Nick would call me and say, 'You know, if only we could get hold of headphones that had two knobs and three bells and five whistles, that sold for nine pounds ninety-five - they'd be a massive hit.'

I owe a lot of my success to the interactive relationship with Nick. He saw merit in advising me of what he wanted, because I could pull it off quickly. This type of feedback was manna from heaven to me. I would get in touch with Imai and ask him to send me details of headphones. In a short space of time, not only could I come up with the exact specification Nick wanted for PS9.95 retail, but a whole range of headphones starting from PS5.95 up to PS15.95.

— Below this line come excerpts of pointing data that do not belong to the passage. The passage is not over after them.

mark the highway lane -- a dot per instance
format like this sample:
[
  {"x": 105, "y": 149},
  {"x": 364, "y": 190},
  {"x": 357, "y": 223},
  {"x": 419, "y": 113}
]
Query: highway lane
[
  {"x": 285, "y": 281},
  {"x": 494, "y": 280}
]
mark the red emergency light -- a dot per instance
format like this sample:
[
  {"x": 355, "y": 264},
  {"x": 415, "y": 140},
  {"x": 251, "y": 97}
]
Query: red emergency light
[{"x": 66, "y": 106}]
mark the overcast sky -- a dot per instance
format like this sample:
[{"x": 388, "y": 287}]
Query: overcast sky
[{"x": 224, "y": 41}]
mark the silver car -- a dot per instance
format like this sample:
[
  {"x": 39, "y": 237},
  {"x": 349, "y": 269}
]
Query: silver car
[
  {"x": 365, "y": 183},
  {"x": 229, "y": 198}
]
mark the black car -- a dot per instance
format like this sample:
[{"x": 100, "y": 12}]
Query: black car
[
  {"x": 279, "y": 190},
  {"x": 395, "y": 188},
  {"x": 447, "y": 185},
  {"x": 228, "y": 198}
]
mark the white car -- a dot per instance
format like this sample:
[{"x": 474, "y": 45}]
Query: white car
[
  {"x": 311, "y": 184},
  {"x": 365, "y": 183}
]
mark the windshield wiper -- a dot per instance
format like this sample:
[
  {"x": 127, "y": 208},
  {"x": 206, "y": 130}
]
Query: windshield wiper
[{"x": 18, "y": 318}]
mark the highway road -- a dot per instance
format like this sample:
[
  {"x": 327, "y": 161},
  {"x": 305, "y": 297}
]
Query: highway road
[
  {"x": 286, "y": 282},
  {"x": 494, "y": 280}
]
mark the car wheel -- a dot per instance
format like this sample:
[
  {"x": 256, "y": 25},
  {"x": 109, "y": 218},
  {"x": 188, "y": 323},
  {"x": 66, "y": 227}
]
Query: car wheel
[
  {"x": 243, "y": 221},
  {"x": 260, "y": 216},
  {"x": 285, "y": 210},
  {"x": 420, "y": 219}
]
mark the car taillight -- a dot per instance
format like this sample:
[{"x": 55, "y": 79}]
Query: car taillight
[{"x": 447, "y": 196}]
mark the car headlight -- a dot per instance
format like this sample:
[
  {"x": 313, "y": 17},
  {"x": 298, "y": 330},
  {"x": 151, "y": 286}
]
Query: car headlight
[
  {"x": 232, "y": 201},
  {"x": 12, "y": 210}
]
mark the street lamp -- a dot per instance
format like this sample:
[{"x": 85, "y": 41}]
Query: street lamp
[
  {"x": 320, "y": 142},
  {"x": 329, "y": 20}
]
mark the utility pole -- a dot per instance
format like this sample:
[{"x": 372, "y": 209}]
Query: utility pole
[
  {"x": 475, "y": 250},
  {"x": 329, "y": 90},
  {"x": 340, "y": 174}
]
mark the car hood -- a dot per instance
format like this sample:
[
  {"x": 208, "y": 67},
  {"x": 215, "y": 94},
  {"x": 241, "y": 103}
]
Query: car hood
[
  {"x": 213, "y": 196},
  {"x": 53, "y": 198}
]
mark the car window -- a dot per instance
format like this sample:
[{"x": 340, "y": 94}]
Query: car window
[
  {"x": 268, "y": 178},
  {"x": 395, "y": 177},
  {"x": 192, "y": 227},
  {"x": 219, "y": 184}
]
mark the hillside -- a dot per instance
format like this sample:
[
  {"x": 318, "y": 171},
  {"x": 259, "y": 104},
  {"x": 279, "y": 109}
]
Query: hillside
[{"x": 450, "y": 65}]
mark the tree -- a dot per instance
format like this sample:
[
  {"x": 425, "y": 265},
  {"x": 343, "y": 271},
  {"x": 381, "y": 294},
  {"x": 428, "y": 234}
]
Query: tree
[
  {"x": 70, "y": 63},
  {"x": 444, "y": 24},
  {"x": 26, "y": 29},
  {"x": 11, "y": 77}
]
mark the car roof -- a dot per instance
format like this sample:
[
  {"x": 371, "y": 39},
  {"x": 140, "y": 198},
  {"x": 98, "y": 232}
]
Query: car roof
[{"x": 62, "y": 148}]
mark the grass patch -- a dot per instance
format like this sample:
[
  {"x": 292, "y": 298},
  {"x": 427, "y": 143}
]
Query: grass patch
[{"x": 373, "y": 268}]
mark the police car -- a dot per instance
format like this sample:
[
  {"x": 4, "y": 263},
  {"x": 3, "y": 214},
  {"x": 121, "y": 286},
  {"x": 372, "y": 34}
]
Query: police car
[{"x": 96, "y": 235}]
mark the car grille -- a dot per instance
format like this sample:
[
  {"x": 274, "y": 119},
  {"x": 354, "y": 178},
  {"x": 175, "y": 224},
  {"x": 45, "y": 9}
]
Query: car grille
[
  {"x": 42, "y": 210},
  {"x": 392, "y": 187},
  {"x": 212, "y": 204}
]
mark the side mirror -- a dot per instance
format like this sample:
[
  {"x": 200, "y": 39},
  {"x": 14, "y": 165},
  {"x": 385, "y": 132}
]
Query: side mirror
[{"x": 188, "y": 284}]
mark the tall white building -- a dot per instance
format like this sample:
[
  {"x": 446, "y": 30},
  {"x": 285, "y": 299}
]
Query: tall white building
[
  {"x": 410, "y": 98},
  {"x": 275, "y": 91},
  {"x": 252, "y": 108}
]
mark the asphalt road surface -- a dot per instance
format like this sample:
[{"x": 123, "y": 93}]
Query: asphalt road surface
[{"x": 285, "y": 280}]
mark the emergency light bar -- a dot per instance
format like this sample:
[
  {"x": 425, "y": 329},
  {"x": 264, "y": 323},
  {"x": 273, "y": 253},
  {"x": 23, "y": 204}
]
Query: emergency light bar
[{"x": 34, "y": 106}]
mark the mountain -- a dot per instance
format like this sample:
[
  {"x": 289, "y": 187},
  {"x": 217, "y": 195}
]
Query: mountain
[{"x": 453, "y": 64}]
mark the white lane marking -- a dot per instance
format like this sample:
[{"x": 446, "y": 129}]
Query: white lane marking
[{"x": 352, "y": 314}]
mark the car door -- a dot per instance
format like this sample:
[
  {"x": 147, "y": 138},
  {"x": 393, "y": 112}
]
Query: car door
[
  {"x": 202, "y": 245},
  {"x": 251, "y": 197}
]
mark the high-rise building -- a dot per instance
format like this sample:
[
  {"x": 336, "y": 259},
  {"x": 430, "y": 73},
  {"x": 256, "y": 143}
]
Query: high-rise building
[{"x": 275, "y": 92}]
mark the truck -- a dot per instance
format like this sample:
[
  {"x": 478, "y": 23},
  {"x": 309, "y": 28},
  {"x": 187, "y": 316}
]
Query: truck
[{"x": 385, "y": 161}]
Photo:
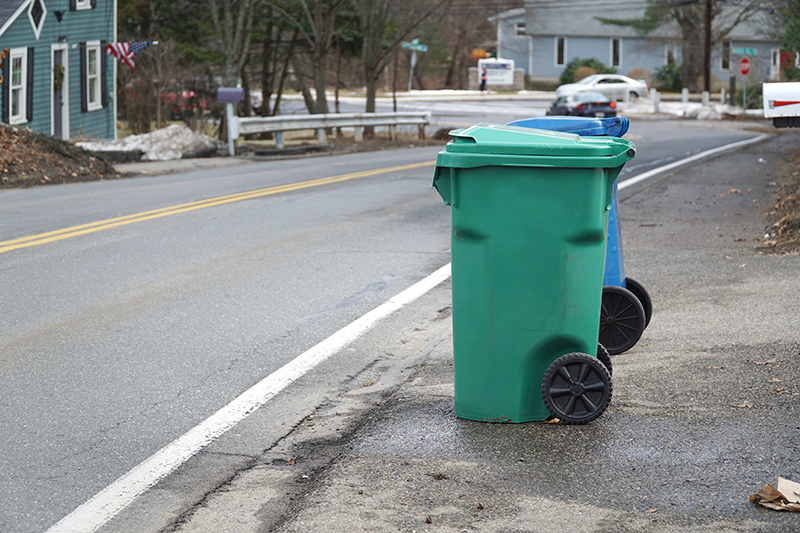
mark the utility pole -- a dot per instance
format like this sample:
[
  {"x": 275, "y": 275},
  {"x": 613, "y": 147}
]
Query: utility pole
[{"x": 707, "y": 51}]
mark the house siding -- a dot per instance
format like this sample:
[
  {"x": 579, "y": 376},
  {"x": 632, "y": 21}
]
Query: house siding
[
  {"x": 75, "y": 28},
  {"x": 588, "y": 38}
]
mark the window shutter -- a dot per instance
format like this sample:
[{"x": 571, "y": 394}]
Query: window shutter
[
  {"x": 29, "y": 87},
  {"x": 84, "y": 98},
  {"x": 103, "y": 71},
  {"x": 6, "y": 103}
]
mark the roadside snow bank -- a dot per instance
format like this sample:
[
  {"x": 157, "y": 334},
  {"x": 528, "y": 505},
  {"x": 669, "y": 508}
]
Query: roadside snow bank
[
  {"x": 646, "y": 106},
  {"x": 173, "y": 142}
]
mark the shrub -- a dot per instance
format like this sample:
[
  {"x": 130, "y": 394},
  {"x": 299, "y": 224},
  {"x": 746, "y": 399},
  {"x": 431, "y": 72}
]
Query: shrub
[
  {"x": 568, "y": 74},
  {"x": 754, "y": 96},
  {"x": 583, "y": 72},
  {"x": 642, "y": 74}
]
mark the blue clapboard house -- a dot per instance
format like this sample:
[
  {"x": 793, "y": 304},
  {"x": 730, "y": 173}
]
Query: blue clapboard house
[{"x": 56, "y": 78}]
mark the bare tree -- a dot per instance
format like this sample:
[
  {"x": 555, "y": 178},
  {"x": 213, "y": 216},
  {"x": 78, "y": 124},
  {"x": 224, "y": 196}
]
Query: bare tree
[
  {"x": 385, "y": 24},
  {"x": 233, "y": 26},
  {"x": 316, "y": 22},
  {"x": 702, "y": 23}
]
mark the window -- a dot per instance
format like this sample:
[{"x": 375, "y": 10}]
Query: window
[
  {"x": 670, "y": 54},
  {"x": 616, "y": 52},
  {"x": 561, "y": 51},
  {"x": 725, "y": 57},
  {"x": 93, "y": 76},
  {"x": 18, "y": 60}
]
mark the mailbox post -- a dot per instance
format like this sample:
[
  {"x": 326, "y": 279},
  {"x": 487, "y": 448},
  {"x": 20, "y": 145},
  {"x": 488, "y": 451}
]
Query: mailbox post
[{"x": 230, "y": 96}]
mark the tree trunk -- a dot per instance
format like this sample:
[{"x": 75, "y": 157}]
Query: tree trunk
[{"x": 320, "y": 75}]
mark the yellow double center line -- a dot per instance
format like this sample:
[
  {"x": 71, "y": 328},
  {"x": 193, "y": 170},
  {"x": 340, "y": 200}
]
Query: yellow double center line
[{"x": 83, "y": 229}]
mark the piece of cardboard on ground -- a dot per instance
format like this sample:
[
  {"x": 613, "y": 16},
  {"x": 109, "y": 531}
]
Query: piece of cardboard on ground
[{"x": 785, "y": 498}]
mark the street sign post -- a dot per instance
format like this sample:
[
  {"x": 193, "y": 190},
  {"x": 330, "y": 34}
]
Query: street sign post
[
  {"x": 415, "y": 47},
  {"x": 744, "y": 68}
]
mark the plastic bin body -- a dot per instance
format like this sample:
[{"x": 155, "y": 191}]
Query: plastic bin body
[
  {"x": 529, "y": 223},
  {"x": 612, "y": 126}
]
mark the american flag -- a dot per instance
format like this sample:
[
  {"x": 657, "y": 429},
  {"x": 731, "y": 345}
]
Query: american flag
[{"x": 125, "y": 51}]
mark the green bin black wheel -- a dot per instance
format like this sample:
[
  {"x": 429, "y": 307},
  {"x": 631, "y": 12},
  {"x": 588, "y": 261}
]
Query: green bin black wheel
[
  {"x": 639, "y": 291},
  {"x": 604, "y": 357},
  {"x": 576, "y": 388},
  {"x": 622, "y": 319}
]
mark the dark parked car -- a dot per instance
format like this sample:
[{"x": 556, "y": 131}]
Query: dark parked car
[{"x": 584, "y": 104}]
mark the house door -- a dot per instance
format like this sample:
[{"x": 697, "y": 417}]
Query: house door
[{"x": 60, "y": 104}]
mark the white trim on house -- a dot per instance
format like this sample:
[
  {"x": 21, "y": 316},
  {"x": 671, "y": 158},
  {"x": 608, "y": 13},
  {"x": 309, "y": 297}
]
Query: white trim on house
[
  {"x": 37, "y": 31},
  {"x": 20, "y": 10},
  {"x": 564, "y": 55},
  {"x": 21, "y": 88},
  {"x": 94, "y": 80},
  {"x": 611, "y": 52},
  {"x": 64, "y": 47}
]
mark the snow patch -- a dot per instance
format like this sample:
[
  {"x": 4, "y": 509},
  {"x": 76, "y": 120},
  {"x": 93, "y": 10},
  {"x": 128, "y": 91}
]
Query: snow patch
[{"x": 165, "y": 144}]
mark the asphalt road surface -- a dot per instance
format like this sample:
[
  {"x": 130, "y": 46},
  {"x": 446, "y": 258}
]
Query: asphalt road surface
[{"x": 135, "y": 309}]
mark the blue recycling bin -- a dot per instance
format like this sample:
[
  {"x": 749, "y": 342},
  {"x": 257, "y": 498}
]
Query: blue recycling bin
[{"x": 627, "y": 307}]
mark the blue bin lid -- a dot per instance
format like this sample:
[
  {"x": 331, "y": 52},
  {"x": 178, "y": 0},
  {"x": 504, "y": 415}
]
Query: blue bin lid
[{"x": 584, "y": 126}]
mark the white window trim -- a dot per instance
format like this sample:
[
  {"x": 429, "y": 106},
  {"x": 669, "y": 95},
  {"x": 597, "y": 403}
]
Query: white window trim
[
  {"x": 64, "y": 90},
  {"x": 555, "y": 51},
  {"x": 611, "y": 52},
  {"x": 22, "y": 116},
  {"x": 675, "y": 49},
  {"x": 98, "y": 104}
]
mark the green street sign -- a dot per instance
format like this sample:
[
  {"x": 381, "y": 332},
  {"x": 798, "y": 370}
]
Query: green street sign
[{"x": 415, "y": 46}]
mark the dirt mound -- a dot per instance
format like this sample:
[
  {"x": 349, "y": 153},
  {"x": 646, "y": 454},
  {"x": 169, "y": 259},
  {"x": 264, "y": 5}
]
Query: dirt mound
[{"x": 29, "y": 158}]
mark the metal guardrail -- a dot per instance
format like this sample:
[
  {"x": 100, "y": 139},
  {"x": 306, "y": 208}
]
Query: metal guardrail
[{"x": 358, "y": 121}]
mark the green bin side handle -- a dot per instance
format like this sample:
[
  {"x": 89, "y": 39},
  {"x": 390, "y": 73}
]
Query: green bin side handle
[{"x": 445, "y": 181}]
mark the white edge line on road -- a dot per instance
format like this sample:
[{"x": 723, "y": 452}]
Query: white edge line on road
[
  {"x": 106, "y": 504},
  {"x": 650, "y": 173}
]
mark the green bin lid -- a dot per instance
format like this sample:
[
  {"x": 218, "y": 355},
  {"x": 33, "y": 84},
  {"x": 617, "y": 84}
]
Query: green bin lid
[{"x": 494, "y": 144}]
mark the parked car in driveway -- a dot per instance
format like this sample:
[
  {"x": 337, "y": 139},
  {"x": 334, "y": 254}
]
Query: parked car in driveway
[
  {"x": 614, "y": 86},
  {"x": 584, "y": 104}
]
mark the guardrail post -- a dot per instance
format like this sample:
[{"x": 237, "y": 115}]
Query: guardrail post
[{"x": 656, "y": 97}]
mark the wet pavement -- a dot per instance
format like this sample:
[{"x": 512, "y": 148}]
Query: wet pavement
[{"x": 705, "y": 410}]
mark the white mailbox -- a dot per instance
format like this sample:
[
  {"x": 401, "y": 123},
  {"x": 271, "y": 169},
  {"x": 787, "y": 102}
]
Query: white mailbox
[{"x": 782, "y": 103}]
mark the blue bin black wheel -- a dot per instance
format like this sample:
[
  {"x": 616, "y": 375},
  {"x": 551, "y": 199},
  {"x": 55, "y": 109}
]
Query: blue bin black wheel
[
  {"x": 576, "y": 388},
  {"x": 604, "y": 357},
  {"x": 622, "y": 319},
  {"x": 639, "y": 291}
]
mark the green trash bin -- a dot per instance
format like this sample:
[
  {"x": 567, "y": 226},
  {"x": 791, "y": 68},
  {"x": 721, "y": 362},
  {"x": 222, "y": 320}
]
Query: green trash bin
[{"x": 529, "y": 222}]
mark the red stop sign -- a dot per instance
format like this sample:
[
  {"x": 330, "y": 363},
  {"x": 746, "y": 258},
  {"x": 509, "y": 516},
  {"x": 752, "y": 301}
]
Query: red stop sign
[{"x": 744, "y": 66}]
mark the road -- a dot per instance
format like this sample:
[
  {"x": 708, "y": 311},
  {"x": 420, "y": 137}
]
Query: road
[{"x": 120, "y": 338}]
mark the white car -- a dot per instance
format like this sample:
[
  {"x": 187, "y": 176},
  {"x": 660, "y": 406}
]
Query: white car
[{"x": 614, "y": 86}]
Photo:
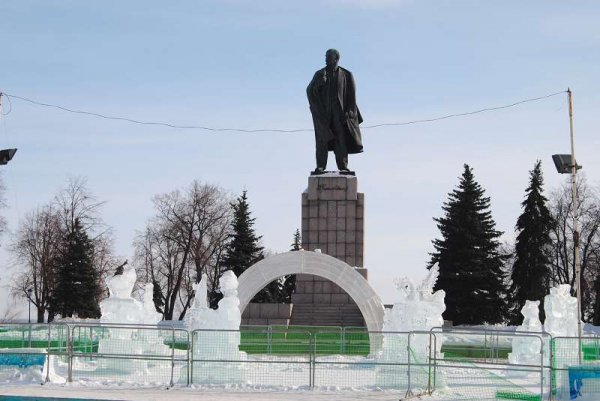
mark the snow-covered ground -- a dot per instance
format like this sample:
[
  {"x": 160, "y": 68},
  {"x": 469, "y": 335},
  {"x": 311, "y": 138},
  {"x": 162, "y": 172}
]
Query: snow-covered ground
[{"x": 177, "y": 394}]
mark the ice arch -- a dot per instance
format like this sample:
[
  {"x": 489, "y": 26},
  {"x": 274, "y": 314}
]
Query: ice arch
[{"x": 304, "y": 262}]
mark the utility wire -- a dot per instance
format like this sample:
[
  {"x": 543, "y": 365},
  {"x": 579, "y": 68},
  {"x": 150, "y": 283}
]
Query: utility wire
[{"x": 214, "y": 129}]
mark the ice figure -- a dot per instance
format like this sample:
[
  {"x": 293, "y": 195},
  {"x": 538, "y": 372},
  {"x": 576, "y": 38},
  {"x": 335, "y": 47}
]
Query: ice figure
[
  {"x": 561, "y": 312},
  {"x": 121, "y": 308},
  {"x": 199, "y": 314},
  {"x": 526, "y": 350},
  {"x": 418, "y": 308},
  {"x": 561, "y": 321},
  {"x": 217, "y": 335}
]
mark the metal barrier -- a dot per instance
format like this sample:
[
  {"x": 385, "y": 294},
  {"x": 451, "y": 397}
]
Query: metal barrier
[
  {"x": 465, "y": 363},
  {"x": 263, "y": 358}
]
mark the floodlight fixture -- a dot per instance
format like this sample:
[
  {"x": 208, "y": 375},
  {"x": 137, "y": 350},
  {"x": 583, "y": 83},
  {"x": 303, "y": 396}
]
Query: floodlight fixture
[
  {"x": 564, "y": 164},
  {"x": 6, "y": 155}
]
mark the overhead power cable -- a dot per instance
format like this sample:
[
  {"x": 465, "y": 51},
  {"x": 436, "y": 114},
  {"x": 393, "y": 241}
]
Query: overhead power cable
[{"x": 217, "y": 129}]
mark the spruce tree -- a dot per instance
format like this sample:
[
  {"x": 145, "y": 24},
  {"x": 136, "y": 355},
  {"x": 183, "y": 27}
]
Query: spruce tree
[
  {"x": 531, "y": 269},
  {"x": 244, "y": 248},
  {"x": 77, "y": 289},
  {"x": 289, "y": 284},
  {"x": 468, "y": 256}
]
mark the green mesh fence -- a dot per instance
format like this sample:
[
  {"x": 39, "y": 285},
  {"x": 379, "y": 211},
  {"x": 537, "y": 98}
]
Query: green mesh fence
[
  {"x": 454, "y": 364},
  {"x": 482, "y": 366},
  {"x": 576, "y": 368},
  {"x": 280, "y": 358}
]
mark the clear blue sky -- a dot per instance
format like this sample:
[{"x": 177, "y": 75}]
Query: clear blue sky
[{"x": 246, "y": 64}]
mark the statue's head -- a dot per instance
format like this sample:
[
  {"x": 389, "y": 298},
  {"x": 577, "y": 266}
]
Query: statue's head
[{"x": 332, "y": 57}]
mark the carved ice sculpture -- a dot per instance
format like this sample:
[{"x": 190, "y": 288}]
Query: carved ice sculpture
[
  {"x": 561, "y": 312},
  {"x": 418, "y": 308},
  {"x": 526, "y": 350},
  {"x": 121, "y": 308},
  {"x": 217, "y": 335}
]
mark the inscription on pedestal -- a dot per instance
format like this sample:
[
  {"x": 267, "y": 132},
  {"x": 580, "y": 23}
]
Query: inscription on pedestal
[{"x": 333, "y": 217}]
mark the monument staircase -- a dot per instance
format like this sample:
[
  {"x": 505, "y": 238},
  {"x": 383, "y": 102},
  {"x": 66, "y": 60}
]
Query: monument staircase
[
  {"x": 343, "y": 315},
  {"x": 333, "y": 224}
]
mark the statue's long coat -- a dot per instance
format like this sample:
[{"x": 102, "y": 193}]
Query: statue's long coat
[{"x": 346, "y": 91}]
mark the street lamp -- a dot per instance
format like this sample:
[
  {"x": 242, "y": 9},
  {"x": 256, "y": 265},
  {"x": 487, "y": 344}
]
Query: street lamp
[
  {"x": 6, "y": 155},
  {"x": 29, "y": 291},
  {"x": 567, "y": 164}
]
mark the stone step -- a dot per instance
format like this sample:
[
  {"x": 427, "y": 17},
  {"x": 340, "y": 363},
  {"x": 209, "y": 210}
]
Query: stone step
[{"x": 326, "y": 315}]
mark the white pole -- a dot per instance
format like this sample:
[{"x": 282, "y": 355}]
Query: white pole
[{"x": 575, "y": 226}]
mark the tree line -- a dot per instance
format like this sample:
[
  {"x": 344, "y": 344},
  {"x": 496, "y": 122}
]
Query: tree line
[
  {"x": 65, "y": 251},
  {"x": 488, "y": 281}
]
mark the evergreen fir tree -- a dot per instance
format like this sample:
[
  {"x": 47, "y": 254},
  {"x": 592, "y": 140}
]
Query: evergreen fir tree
[
  {"x": 468, "y": 256},
  {"x": 289, "y": 284},
  {"x": 531, "y": 269},
  {"x": 244, "y": 249},
  {"x": 77, "y": 289}
]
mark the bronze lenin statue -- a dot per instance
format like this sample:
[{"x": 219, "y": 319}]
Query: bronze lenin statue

The speed at which Imai and I worked was incredible. Bear in mind that there was no email, no DHL, no FedEx or UPS in those days. We are talking 1973-4 - samples had to be sent by airfreight, letters had to go by express airmail. There was no fax machine, so you couldn't send pictures instantly. And even if you did take a picture, you'd have to wait for it to be developed before you could airmail it.

I made up a range of headphones with our brand, allowing Mr Imai to work on the artwork for the boxes. They were an absolute smash hit when they got to the UK. They sold really well at Comet, as well as at G. W. Smith, Laskys, Henry's Radio and all the other companies offering discount hi-fi equipment. This peripheral business - where I imported goods fully assembled and ready for sale - was looking quite good.

I added a range of magnetic cartridges to our product line, a cartridge being the small device fitted at the end of the arm of a record-player which contained the stylus that picked up the music from the grooves in a vinyl record. Shure and Goldring were the big brand names for cartridges in those days. These small lumps of plastic with diamond styli sold for a load of money and looked overpriced to me. It was all one-upmanship, snobbery and hype. Using Shomei, I found a maker in Japan, and we put together a range of three cartridges that I think, to be honest, were all the same but were different colours. They had different model numbers and different types of stylus, such as elliptical. According to the gurus in the hi-fi magazines, elliptical styli were the best, so I simply asked Shomei for elliptical and got them.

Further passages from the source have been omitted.